The Gisborne Herald
- Type: Daily/Evening
- Format: Tabloid
- Owner(s): NZME
- Editor: Jeremy Muir
- Founded: 1874
- Headquarters: Gisborne
- Circulation: 8,586
- ISSN: 1170-0432
- Website: Official website

= Gisborne Herald =

Newspaper published in Gisborne, New Zealand

The Gisborne Herald is the daily evening newspaper for Gisborne and environs. It was one of only four independently owned daily newspapers in New Zealand but was bought by NZME in 2024.

==History==
Established in 1874 as the Poverty Bay Herald it was published biweekly in the morning by Carlile and Co. In 1877 it was taken over by Poverty Bay Printing and Publishing Co., who turned it into an evening paper. In June 1875, publishing began tri-weekly, and changed again in October 1878 to become a daily paper. The Poverty Bay Herald Co.

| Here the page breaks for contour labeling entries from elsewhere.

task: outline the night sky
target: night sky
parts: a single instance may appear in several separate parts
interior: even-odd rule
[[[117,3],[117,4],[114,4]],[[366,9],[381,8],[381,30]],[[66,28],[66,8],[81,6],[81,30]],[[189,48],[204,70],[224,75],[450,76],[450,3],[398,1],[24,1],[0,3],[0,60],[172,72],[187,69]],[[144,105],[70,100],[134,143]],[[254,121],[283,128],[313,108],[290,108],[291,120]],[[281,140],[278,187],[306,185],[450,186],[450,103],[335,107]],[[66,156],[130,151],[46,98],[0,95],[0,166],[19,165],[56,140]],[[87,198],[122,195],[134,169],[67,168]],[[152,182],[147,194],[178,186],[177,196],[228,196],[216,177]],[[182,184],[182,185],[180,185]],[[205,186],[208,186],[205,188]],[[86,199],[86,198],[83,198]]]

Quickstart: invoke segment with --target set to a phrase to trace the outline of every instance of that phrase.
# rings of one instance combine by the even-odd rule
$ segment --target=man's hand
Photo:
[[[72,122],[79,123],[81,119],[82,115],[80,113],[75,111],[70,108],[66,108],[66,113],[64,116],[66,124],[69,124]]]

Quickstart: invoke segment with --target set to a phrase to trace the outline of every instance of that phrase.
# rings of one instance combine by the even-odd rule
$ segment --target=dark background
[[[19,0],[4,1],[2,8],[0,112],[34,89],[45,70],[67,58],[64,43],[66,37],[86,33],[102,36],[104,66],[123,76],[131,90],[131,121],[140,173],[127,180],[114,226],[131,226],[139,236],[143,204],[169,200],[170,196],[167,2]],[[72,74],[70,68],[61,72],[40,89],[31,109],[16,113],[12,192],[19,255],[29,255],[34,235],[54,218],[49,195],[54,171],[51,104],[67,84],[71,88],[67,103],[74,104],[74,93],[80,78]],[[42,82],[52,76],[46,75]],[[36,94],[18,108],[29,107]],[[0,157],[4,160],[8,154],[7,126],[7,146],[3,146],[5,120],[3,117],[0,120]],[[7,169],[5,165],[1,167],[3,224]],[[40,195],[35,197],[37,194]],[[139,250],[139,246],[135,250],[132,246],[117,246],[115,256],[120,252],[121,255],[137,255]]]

Ltd. (now the Gisborne Herald Co. Ltd.) was formed in 1908. The paper was renamed The Gisborne Herald in 1939.

In 1999 it changed from a broadsheet to a tabloid format, making it New Zealand's only daily tabloid newspaper.

In mid March 2024, the Gisborne Herald and its website were acquired by NZME. Since 1987, NZME had owned a minority stake in The Gisborne Herald Company.